WARREN BUFFETT: Yeah, well, it was the City Service preferred of last year. (Laughter)
We sold the stock at around 93 or ’4. And it’s probably 115 now. But we own just under 10 percent of the company. And the more Ted [Weschler] and Todd [Combs] and I think about various problems connected with regulatory problems and trading problems and so on, overwhelmingly we will stick below 10 percent on marketable security holdings.
We’ve done it with the airlines. Now that does not mean we’re going to reduce our holdings in American Express or anything of the sort.
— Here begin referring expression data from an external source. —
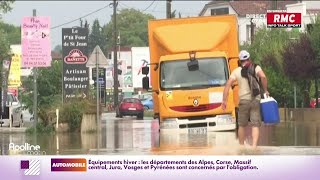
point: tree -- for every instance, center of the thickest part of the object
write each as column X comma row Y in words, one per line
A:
column 314, row 36
column 4, row 45
column 133, row 27
column 299, row 60
column 58, row 48
column 96, row 37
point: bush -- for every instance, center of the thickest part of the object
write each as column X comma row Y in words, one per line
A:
column 41, row 128
column 72, row 111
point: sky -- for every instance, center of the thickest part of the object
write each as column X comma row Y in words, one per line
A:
column 65, row 11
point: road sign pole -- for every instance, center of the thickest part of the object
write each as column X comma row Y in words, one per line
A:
column 35, row 90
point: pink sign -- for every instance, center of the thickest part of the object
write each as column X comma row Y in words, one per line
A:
column 35, row 39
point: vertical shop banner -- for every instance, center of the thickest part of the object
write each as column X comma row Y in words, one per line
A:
column 101, row 82
column 4, row 88
column 75, row 57
column 15, row 68
column 35, row 39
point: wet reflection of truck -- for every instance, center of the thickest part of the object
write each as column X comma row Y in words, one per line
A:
column 191, row 60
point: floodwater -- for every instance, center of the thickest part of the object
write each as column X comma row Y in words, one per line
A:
column 130, row 136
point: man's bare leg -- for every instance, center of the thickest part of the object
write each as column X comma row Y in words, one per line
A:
column 241, row 135
column 255, row 136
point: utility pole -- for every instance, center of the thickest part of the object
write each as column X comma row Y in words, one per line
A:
column 115, row 59
column 35, row 90
column 169, row 9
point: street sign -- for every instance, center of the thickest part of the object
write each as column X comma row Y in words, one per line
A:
column 35, row 38
column 97, row 55
column 75, row 57
column 101, row 82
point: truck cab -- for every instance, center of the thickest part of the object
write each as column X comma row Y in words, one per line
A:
column 191, row 60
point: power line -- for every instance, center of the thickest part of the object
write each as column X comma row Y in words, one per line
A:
column 126, row 6
column 80, row 17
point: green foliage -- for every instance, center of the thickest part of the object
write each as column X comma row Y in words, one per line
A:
column 314, row 37
column 133, row 27
column 41, row 129
column 72, row 114
column 96, row 37
column 4, row 45
column 72, row 111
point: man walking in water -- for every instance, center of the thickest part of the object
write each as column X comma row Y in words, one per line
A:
column 249, row 93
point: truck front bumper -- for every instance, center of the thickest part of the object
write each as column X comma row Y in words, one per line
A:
column 217, row 123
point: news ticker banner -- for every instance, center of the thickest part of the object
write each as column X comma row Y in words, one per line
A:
column 160, row 167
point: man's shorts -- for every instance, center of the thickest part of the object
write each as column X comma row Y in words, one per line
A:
column 249, row 109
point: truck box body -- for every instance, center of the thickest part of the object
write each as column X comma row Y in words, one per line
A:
column 192, row 99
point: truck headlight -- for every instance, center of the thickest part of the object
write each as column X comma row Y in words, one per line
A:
column 170, row 123
column 225, row 119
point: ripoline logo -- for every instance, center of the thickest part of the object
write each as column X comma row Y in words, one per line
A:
column 30, row 167
column 68, row 164
column 282, row 19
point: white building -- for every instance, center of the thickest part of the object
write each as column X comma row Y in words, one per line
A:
column 242, row 8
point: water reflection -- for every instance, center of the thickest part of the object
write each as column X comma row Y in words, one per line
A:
column 130, row 136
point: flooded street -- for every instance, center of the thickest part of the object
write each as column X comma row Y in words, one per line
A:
column 130, row 136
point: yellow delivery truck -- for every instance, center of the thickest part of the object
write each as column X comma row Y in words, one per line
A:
column 190, row 62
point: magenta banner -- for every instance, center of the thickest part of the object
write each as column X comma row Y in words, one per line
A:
column 35, row 40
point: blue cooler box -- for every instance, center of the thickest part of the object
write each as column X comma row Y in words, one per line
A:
column 269, row 111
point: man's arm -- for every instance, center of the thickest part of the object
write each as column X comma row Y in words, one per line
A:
column 264, row 81
column 226, row 93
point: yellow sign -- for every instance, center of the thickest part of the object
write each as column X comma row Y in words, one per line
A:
column 15, row 71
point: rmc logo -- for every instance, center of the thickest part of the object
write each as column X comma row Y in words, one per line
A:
column 283, row 20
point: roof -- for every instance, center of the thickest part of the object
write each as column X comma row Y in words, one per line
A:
column 250, row 7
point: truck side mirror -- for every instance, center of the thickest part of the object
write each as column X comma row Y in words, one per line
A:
column 193, row 65
column 145, row 83
column 145, row 70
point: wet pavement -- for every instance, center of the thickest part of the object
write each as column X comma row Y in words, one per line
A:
column 130, row 136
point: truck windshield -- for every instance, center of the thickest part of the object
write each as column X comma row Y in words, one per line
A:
column 213, row 72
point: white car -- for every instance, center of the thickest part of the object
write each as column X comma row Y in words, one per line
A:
column 15, row 106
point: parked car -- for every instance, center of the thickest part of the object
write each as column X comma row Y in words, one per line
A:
column 130, row 107
column 313, row 103
column 148, row 103
column 16, row 112
column 143, row 96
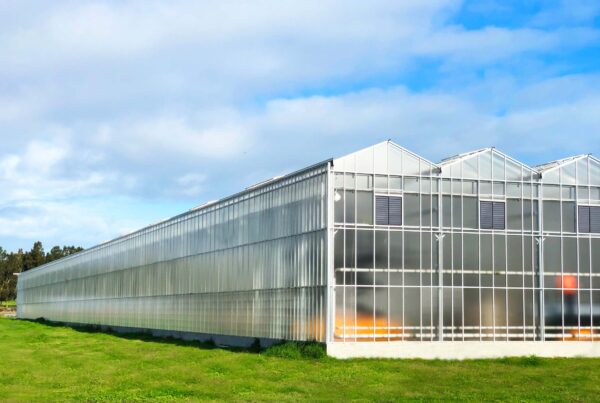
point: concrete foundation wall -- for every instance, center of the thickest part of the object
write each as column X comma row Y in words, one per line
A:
column 462, row 350
column 218, row 339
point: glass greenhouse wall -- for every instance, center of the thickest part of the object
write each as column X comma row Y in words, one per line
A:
column 478, row 247
column 252, row 265
column 378, row 245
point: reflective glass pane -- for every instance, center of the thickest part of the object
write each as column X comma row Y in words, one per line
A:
column 412, row 209
column 364, row 206
column 552, row 216
column 513, row 214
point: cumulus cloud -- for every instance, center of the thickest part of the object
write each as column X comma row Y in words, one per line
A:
column 171, row 104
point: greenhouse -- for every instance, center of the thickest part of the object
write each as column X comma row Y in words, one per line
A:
column 369, row 253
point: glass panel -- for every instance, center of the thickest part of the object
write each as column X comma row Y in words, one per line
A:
column 456, row 186
column 470, row 168
column 412, row 313
column 395, row 183
column 471, row 305
column 381, row 249
column 568, row 192
column 552, row 216
column 515, row 254
column 513, row 189
column 583, row 193
column 485, row 165
column 486, row 188
column 470, row 187
column 447, row 211
column 364, row 202
column 456, row 212
column 582, row 173
column 339, row 180
column 350, row 206
column 567, row 173
column 412, row 209
column 412, row 250
column 364, row 181
column 471, row 252
column 339, row 205
column 411, row 165
column 411, row 184
column 551, row 191
column 396, row 312
column 498, row 189
column 568, row 216
column 365, row 249
column 350, row 261
column 364, row 312
column 446, row 186
column 552, row 256
column 498, row 167
column 569, row 255
column 513, row 214
column 339, row 249
column 470, row 212
column 425, row 185
column 396, row 250
column 513, row 171
column 381, row 182
column 350, row 182
column 426, row 211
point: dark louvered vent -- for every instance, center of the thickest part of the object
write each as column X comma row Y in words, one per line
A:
column 486, row 215
column 595, row 219
column 583, row 218
column 499, row 215
column 395, row 217
column 382, row 210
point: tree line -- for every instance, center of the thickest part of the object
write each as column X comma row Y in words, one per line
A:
column 20, row 261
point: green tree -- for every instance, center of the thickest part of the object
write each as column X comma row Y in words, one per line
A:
column 35, row 257
column 10, row 263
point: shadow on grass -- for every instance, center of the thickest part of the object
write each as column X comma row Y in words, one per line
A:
column 283, row 349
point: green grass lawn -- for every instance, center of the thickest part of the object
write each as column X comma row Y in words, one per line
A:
column 42, row 362
column 8, row 304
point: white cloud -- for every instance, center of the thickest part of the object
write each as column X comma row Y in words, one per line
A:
column 195, row 100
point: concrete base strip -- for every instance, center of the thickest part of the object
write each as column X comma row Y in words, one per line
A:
column 462, row 350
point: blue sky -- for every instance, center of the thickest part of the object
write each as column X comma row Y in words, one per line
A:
column 114, row 115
But — and Greg Garland has done a great job at Phillips 66. We’ve had very good relations with the company. They’re very — he’s a very, very, very experienced and sensible manager.
But I did decide that I wanted to be below 10 percent in that holding. And we, like I say, we’ll stay just slightly under 10 percent of Wells Fargo.
We’ve actually sold a few shares just to stay below 10 percent in the case, I think, of both American Airlines and United Continental.
Unless there’s something unusual we’re going to stay under ten. But we have nine and a significant fraction percent of Phillips. And I think they’ve been good at operations. I think they’ve been good at capital allocation.
We traded them a business — we traded them stock for a business some years ago, which has been a very nice business that we’ve retained in operation.
So we’ve got a lot of money still in Phillips. And I wish I’d made the deal at a higher price. But we made money on what we sold and we accomplished an objective.
Charlie?
CHARLIE MUNGER: Well, we like the subsidiary [Phillips Specialty Products] we traded the stock for. (Laughter)
WARREN BUFFETT: I missed that —
CHARLIE MUNGER: We traded the stock for a subsidiary.
WARREN BUFFETT: Yeah, well, yeah.
CHARLIE MUNGER: We like the subsidiary.
WARREN BUFFETT: Oh yeah. Well, it improved —
CHARLIE MUNGER: It isn’t like the stock went away for nothing.
WARREN BUFFETT: Yeah. Yeah, actually we’ve done pretty well with Phillips.